Addressing copyright concerns is one of the many things business lawyers can help with where uncertainty rules. 

Trademarks

Trademarks are insignias, phrases, symbols, or other identifiers that help represent a product and distinguish it from similar competing products. These symbols may also be known as wordmarks if the trademark is exclusively text. It’s possible for colors and even smells to become trademarks.

Note that owning a trademark does not preclude you from licensing the use of that trademark. For example, Lego does not own Star Wars, but they were able to negotiate a license for Lego Star Wars products, meaning they’re not violating that trademark as long as they follow the licensing terms.

Much like copyrights, you don’t have to register a trademark as long as you’re using it. However, registering gives you many advantages, and it’s usually worth having professionals to help.

Trade secret

A trade secret is an intellectual property that isn’t generally known or obtainable by other businesses. Unlike other types of intellectual property, you don’t need to register a trade secret, although some companies may turn a trade secret into a patent if there’s too much risk of exposure.

The best way to protect trade secrets is by limiting access to them and ensuring only the people who need to know them are aware of them. Some companies go further by only telling any one person a single part of the secret, making it useless unless discussed in a group. 

However, companies cannot simply remove knowledge from a former employee’s head, and the non-compete clauses in contracts designed to stop people from exploiting their knowledge of trade secrets may not hold up in court.

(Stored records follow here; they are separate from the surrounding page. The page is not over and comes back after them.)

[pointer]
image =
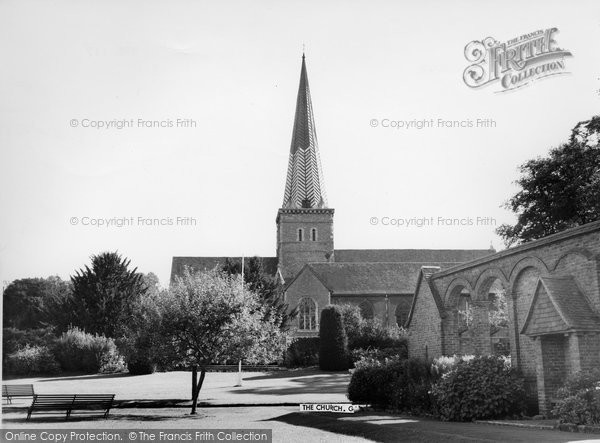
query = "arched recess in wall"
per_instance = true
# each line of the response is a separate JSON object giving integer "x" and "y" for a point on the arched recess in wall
{"x": 491, "y": 290}
{"x": 459, "y": 305}
{"x": 523, "y": 279}
{"x": 580, "y": 264}
{"x": 307, "y": 314}
{"x": 401, "y": 313}
{"x": 366, "y": 309}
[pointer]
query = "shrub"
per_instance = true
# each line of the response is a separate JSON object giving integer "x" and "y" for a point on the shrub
{"x": 353, "y": 321}
{"x": 445, "y": 364}
{"x": 138, "y": 349}
{"x": 373, "y": 334}
{"x": 371, "y": 381}
{"x": 579, "y": 399}
{"x": 333, "y": 343}
{"x": 479, "y": 388}
{"x": 32, "y": 360}
{"x": 393, "y": 383}
{"x": 15, "y": 339}
{"x": 357, "y": 355}
{"x": 303, "y": 352}
{"x": 79, "y": 351}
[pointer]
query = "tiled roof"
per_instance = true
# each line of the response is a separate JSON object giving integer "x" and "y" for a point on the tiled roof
{"x": 455, "y": 256}
{"x": 370, "y": 278}
{"x": 565, "y": 309}
{"x": 208, "y": 263}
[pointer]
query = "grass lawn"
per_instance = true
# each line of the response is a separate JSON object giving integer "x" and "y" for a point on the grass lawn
{"x": 290, "y": 386}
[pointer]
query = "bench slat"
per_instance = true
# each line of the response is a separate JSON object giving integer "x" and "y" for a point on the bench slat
{"x": 71, "y": 402}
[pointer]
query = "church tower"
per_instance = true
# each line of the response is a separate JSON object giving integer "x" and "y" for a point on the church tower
{"x": 304, "y": 222}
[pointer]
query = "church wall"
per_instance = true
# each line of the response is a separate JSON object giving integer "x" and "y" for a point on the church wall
{"x": 307, "y": 285}
{"x": 424, "y": 331}
{"x": 574, "y": 253}
{"x": 381, "y": 310}
{"x": 294, "y": 254}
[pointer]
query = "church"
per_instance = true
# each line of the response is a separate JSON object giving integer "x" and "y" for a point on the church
{"x": 314, "y": 274}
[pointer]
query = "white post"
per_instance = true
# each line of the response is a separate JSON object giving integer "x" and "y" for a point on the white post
{"x": 239, "y": 383}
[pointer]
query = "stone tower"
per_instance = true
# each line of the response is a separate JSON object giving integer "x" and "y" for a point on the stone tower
{"x": 304, "y": 222}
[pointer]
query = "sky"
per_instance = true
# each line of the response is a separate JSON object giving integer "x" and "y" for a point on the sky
{"x": 211, "y": 185}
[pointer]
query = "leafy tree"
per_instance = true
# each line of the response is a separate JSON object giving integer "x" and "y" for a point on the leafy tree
{"x": 28, "y": 302}
{"x": 211, "y": 317}
{"x": 560, "y": 191}
{"x": 140, "y": 340}
{"x": 104, "y": 295}
{"x": 333, "y": 352}
{"x": 266, "y": 286}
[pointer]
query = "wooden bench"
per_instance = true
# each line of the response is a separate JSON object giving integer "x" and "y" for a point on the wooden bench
{"x": 71, "y": 402}
{"x": 10, "y": 391}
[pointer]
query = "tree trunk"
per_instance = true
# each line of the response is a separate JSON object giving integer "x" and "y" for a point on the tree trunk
{"x": 197, "y": 384}
{"x": 194, "y": 380}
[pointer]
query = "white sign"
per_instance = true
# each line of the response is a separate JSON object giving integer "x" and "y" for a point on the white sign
{"x": 344, "y": 408}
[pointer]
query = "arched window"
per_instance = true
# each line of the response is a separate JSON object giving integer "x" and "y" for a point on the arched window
{"x": 465, "y": 312}
{"x": 366, "y": 310}
{"x": 307, "y": 314}
{"x": 401, "y": 316}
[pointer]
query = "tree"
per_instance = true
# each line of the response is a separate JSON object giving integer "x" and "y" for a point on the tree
{"x": 104, "y": 295}
{"x": 140, "y": 341}
{"x": 28, "y": 302}
{"x": 211, "y": 317}
{"x": 333, "y": 352}
{"x": 560, "y": 191}
{"x": 266, "y": 286}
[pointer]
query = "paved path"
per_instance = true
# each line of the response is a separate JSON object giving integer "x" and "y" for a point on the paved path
{"x": 290, "y": 386}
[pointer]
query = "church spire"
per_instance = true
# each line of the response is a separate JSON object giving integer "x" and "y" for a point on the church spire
{"x": 304, "y": 182}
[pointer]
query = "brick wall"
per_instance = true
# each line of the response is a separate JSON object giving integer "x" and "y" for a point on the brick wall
{"x": 573, "y": 253}
{"x": 306, "y": 285}
{"x": 294, "y": 254}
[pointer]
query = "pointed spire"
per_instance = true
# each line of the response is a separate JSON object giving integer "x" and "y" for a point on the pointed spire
{"x": 304, "y": 183}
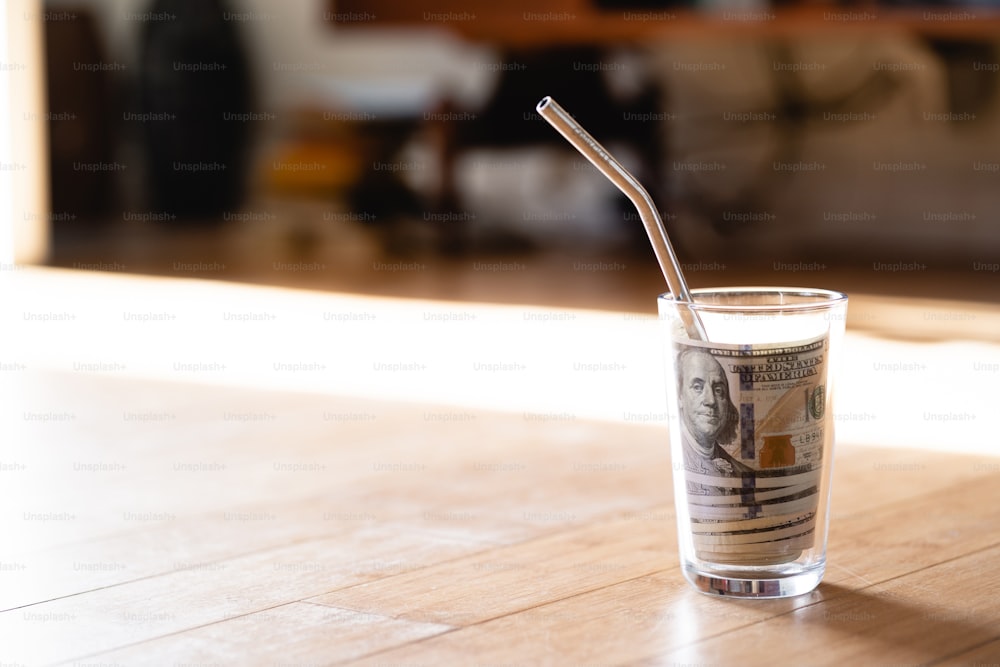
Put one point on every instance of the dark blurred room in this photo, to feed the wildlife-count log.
(327, 145)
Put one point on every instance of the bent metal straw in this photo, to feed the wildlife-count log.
(574, 133)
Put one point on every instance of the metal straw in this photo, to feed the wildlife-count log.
(574, 133)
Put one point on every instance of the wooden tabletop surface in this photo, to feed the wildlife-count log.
(459, 515)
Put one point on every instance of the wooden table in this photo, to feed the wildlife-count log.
(167, 513)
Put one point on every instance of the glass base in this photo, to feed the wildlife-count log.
(761, 586)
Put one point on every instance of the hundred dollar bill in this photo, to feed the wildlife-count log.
(751, 421)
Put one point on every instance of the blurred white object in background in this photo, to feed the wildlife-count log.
(24, 181)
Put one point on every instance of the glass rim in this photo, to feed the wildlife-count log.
(816, 298)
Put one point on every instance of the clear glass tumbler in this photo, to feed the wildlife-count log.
(751, 434)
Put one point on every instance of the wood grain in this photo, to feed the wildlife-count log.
(274, 527)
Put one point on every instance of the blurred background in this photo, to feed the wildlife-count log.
(389, 147)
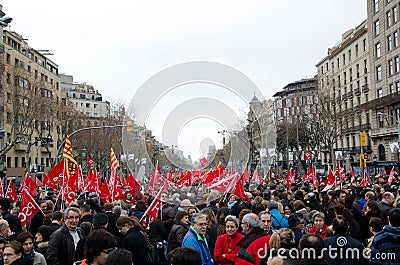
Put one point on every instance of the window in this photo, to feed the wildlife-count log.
(390, 67)
(391, 89)
(389, 19)
(376, 6)
(378, 50)
(377, 31)
(379, 93)
(378, 73)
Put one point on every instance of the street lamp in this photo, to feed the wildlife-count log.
(398, 129)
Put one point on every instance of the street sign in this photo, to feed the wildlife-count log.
(307, 155)
(363, 141)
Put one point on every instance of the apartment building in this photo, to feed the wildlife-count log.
(343, 79)
(32, 96)
(85, 98)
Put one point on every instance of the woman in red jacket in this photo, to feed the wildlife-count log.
(226, 246)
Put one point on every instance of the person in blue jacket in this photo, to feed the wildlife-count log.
(195, 238)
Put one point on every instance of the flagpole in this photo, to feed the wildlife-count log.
(147, 210)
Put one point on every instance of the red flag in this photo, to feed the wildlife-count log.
(255, 178)
(152, 184)
(90, 162)
(11, 193)
(224, 184)
(238, 189)
(246, 176)
(117, 190)
(365, 181)
(28, 208)
(391, 176)
(113, 160)
(29, 184)
(203, 162)
(290, 178)
(56, 175)
(105, 195)
(185, 180)
(151, 213)
(353, 177)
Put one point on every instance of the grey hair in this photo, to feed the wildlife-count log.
(251, 219)
(232, 218)
(74, 209)
(198, 216)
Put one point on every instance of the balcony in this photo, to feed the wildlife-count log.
(20, 147)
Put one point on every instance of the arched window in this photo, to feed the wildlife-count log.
(381, 153)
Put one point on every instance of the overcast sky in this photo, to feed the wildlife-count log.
(118, 45)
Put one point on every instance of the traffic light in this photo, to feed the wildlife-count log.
(129, 125)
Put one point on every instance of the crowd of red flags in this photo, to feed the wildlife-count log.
(66, 179)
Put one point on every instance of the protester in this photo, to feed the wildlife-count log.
(63, 242)
(255, 242)
(13, 254)
(184, 256)
(341, 243)
(387, 241)
(178, 230)
(26, 239)
(227, 245)
(195, 238)
(134, 238)
(119, 257)
(319, 227)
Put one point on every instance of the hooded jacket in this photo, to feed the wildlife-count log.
(385, 243)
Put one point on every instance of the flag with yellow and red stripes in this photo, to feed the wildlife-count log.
(70, 161)
(113, 160)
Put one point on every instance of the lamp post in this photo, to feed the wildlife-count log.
(398, 129)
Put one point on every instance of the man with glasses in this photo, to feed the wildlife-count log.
(255, 243)
(98, 245)
(63, 242)
(196, 238)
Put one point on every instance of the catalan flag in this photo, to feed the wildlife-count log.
(67, 154)
(113, 160)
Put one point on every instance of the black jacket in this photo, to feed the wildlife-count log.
(135, 242)
(13, 221)
(176, 236)
(61, 248)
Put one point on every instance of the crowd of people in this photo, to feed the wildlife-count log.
(273, 225)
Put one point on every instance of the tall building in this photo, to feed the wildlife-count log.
(32, 99)
(384, 52)
(343, 79)
(294, 106)
(85, 98)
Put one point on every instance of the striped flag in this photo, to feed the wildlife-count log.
(67, 153)
(113, 160)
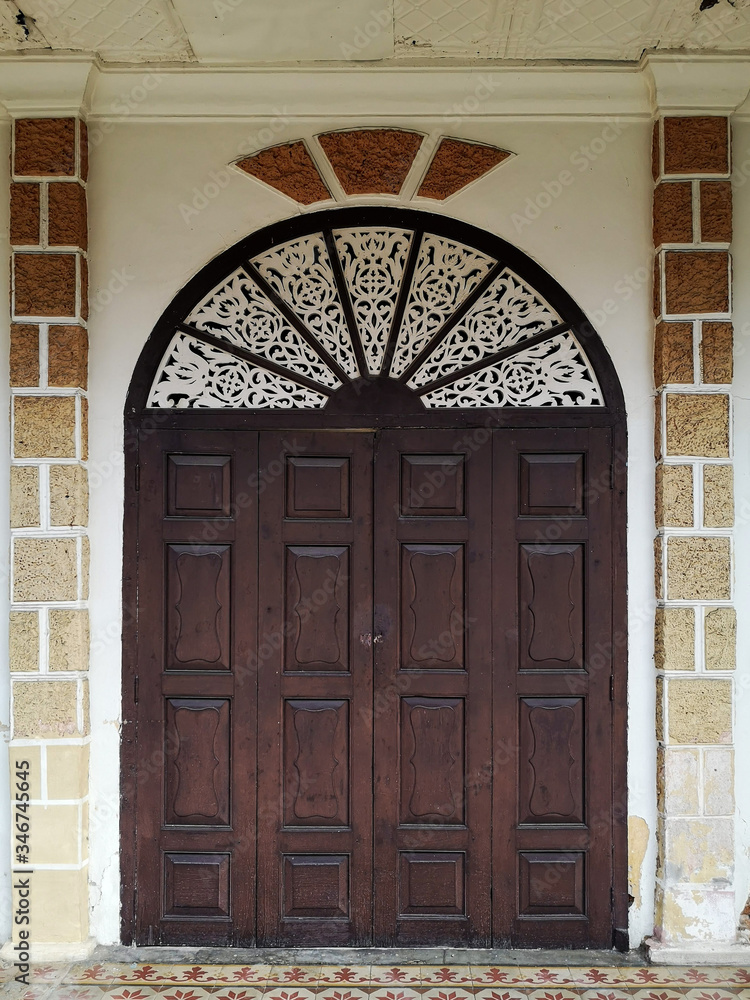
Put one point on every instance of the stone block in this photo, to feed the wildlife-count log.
(674, 496)
(44, 284)
(675, 639)
(32, 756)
(698, 569)
(718, 496)
(718, 781)
(61, 906)
(67, 771)
(56, 834)
(45, 709)
(696, 282)
(700, 711)
(720, 631)
(68, 639)
(25, 215)
(698, 425)
(68, 495)
(44, 147)
(24, 496)
(696, 145)
(67, 223)
(68, 357)
(673, 353)
(699, 850)
(717, 362)
(44, 427)
(24, 355)
(681, 782)
(673, 213)
(45, 569)
(24, 640)
(716, 211)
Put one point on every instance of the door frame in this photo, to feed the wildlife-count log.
(140, 422)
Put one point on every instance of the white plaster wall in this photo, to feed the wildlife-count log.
(5, 855)
(741, 264)
(594, 237)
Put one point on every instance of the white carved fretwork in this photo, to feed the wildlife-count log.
(553, 373)
(373, 261)
(508, 313)
(198, 374)
(445, 274)
(285, 329)
(239, 312)
(301, 274)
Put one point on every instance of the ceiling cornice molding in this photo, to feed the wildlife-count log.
(683, 83)
(663, 83)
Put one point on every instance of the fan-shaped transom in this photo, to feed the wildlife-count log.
(293, 323)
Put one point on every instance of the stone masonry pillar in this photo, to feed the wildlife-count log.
(49, 633)
(695, 619)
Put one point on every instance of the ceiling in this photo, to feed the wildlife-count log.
(250, 32)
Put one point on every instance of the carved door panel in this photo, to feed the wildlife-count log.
(315, 683)
(433, 675)
(553, 607)
(194, 699)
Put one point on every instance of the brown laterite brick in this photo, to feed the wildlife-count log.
(44, 147)
(45, 284)
(716, 211)
(67, 215)
(673, 213)
(696, 282)
(696, 145)
(68, 356)
(24, 355)
(24, 215)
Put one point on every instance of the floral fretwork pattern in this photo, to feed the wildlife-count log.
(287, 327)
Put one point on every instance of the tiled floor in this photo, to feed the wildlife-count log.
(138, 981)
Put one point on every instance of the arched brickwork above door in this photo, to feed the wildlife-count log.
(434, 314)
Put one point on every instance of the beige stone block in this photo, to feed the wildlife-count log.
(698, 569)
(68, 495)
(67, 772)
(24, 640)
(699, 850)
(700, 711)
(60, 904)
(720, 629)
(45, 709)
(681, 782)
(674, 496)
(68, 639)
(45, 569)
(44, 427)
(718, 781)
(718, 496)
(698, 425)
(55, 834)
(24, 496)
(18, 756)
(675, 639)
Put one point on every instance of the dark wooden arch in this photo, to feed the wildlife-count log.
(370, 403)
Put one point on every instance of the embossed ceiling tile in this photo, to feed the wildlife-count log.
(288, 168)
(371, 161)
(457, 163)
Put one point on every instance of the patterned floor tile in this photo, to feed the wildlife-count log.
(455, 975)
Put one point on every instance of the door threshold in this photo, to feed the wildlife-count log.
(543, 957)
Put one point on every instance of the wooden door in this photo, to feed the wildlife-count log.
(315, 683)
(433, 687)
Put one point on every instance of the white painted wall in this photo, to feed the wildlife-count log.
(594, 237)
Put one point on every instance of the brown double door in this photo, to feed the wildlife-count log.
(364, 708)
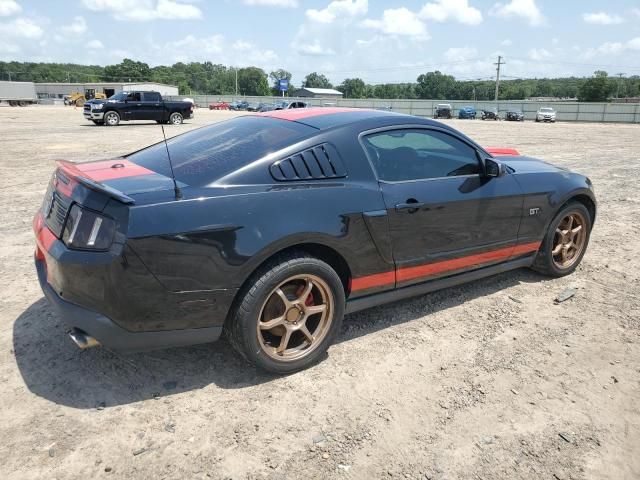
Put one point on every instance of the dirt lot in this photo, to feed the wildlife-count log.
(491, 380)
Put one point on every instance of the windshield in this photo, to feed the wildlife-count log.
(202, 156)
(120, 96)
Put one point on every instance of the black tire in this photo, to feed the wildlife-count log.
(544, 261)
(175, 118)
(111, 118)
(243, 325)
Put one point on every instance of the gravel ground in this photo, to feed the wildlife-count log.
(490, 380)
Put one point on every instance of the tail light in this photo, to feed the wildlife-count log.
(88, 230)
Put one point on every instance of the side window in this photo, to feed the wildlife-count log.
(414, 154)
(151, 97)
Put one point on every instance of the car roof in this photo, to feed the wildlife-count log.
(328, 117)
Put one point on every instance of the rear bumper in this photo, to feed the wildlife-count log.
(111, 335)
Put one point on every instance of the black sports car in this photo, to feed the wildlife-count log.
(514, 116)
(270, 227)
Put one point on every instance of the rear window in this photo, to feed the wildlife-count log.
(202, 156)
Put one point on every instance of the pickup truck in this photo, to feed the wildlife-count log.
(136, 105)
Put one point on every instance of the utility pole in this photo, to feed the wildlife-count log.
(500, 62)
(620, 75)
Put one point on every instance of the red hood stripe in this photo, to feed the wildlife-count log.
(300, 113)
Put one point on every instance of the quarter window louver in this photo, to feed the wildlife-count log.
(316, 163)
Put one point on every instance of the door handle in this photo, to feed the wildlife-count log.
(412, 206)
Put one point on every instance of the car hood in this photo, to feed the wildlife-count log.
(521, 164)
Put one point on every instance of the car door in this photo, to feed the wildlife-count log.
(132, 104)
(150, 107)
(445, 215)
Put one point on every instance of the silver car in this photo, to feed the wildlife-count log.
(546, 114)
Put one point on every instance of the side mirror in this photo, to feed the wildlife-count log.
(493, 168)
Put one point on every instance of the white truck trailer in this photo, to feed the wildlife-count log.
(18, 93)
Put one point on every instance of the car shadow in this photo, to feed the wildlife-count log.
(55, 369)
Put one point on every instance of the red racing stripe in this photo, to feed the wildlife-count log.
(105, 170)
(430, 269)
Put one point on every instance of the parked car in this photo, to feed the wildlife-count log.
(241, 105)
(284, 105)
(467, 112)
(514, 116)
(266, 107)
(546, 114)
(219, 106)
(490, 114)
(443, 110)
(270, 227)
(136, 105)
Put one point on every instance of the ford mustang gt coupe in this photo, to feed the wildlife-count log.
(270, 227)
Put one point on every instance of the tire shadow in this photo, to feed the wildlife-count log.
(55, 369)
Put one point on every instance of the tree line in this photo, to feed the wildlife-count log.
(207, 78)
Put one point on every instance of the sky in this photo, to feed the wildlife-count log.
(379, 41)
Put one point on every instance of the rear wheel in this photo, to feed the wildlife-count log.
(566, 241)
(290, 314)
(111, 119)
(175, 118)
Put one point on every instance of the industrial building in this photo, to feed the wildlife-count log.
(55, 92)
(319, 93)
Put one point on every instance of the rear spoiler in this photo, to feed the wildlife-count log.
(502, 151)
(73, 174)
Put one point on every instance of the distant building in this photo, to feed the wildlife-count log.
(318, 93)
(89, 89)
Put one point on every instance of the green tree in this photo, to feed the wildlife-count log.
(128, 70)
(435, 85)
(278, 75)
(253, 81)
(596, 89)
(353, 88)
(316, 80)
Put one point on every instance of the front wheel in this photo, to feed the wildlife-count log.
(111, 119)
(290, 314)
(566, 241)
(175, 119)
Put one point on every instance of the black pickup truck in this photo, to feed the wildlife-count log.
(136, 105)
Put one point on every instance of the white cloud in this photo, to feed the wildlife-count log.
(399, 21)
(315, 49)
(338, 9)
(613, 48)
(95, 45)
(145, 10)
(525, 9)
(9, 7)
(458, 10)
(538, 54)
(21, 28)
(273, 3)
(77, 27)
(460, 54)
(602, 18)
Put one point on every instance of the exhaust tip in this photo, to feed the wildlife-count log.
(82, 339)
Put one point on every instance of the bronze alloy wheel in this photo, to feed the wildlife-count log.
(295, 318)
(569, 240)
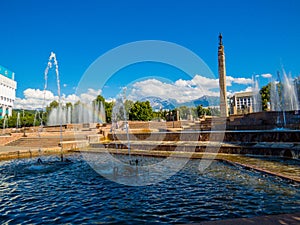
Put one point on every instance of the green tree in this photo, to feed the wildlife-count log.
(108, 110)
(141, 111)
(99, 99)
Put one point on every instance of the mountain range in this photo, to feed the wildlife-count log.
(159, 103)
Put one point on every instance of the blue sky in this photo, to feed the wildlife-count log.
(260, 36)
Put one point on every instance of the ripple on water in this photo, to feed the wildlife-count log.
(74, 193)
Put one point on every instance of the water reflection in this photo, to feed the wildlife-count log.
(74, 193)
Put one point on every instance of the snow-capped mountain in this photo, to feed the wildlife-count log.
(159, 103)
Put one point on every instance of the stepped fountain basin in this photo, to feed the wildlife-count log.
(283, 143)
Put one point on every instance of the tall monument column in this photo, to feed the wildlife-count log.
(222, 79)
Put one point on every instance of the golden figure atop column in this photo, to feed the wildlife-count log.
(222, 79)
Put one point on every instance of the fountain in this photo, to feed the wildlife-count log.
(283, 95)
(283, 98)
(53, 61)
(257, 107)
(18, 121)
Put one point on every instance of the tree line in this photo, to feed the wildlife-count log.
(135, 111)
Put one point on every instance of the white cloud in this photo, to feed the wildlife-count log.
(37, 99)
(240, 80)
(181, 90)
(266, 75)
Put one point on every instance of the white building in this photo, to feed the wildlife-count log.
(7, 91)
(241, 103)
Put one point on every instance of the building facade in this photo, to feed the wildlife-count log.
(8, 87)
(241, 103)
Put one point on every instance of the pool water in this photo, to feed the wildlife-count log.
(74, 193)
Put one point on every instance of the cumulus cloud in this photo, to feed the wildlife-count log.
(242, 80)
(37, 99)
(266, 75)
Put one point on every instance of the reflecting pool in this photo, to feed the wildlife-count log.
(75, 193)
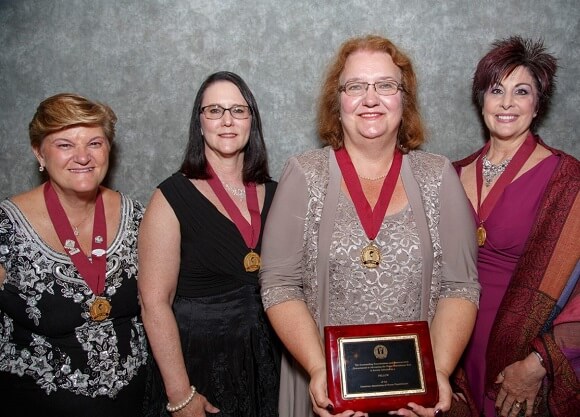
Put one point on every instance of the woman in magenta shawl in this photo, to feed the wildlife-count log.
(527, 214)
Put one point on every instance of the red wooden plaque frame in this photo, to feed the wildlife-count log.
(411, 338)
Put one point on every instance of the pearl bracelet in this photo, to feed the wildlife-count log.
(183, 404)
(539, 357)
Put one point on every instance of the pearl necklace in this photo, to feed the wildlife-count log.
(490, 171)
(240, 193)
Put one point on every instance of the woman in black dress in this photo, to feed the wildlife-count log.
(199, 248)
(71, 339)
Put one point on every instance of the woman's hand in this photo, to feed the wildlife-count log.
(197, 408)
(520, 383)
(444, 403)
(318, 394)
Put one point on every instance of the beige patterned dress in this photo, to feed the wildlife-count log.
(312, 244)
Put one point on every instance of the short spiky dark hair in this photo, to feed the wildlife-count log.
(508, 54)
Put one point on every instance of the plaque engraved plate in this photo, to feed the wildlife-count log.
(380, 367)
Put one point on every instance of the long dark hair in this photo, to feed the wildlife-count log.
(255, 158)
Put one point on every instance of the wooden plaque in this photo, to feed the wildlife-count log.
(380, 367)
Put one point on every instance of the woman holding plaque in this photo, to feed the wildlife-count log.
(199, 257)
(526, 209)
(367, 230)
(71, 339)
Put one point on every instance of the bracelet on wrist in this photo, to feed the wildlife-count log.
(183, 404)
(539, 357)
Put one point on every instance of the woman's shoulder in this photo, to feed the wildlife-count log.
(427, 162)
(313, 159)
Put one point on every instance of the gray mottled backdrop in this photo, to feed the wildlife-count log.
(146, 58)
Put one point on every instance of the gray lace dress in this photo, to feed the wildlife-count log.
(313, 240)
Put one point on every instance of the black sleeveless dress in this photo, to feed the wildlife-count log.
(231, 353)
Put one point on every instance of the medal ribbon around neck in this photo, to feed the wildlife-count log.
(250, 231)
(485, 207)
(93, 271)
(370, 219)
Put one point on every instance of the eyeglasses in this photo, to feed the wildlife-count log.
(215, 111)
(360, 88)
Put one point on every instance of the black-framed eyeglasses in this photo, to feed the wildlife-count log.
(360, 88)
(215, 111)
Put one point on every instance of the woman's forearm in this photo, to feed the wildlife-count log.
(450, 331)
(163, 335)
(299, 333)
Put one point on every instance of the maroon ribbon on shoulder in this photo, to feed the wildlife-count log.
(371, 219)
(250, 231)
(93, 269)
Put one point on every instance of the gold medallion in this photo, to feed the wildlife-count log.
(481, 235)
(370, 256)
(100, 309)
(252, 261)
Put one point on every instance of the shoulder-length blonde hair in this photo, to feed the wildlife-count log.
(67, 110)
(411, 133)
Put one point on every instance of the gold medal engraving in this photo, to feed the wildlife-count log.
(100, 309)
(481, 235)
(370, 256)
(252, 262)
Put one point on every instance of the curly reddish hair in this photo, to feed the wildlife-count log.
(504, 57)
(411, 133)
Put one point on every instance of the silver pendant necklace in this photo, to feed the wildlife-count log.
(490, 171)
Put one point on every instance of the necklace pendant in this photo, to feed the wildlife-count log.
(370, 256)
(100, 309)
(481, 235)
(252, 261)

Companies facing issues in vulnerable proprietary information may want to find an alternative solution, such as a separate agreement with an employee to prevent the spread of a secret.

Geographical indication

Geographical indications are a lesser-known form of intellectual property that businesses may encounter. Typically, this category matters for products with a specific origin and some qualities or reputation distinctive to that area.

For example, Jamaica’s Blue Mountain coffee blend, widely considered one of the best coffees in the world, comes from a specific growing region known for high-quality coffee beans.

Similarly, Swiss watches are known for their accuracy, but watchmakers can only say it’s Swiss-made if they meet several criteria during production.

Before you go

Intellectual property is often intangible, but it can be significantly more valuable than any of a company’s real property, up to and including choice locations for a headquarters. Some larger businesses are willing to pay a premium when buying other companies to gain access to their IP. The more you protect your IP, the more valuable it might become.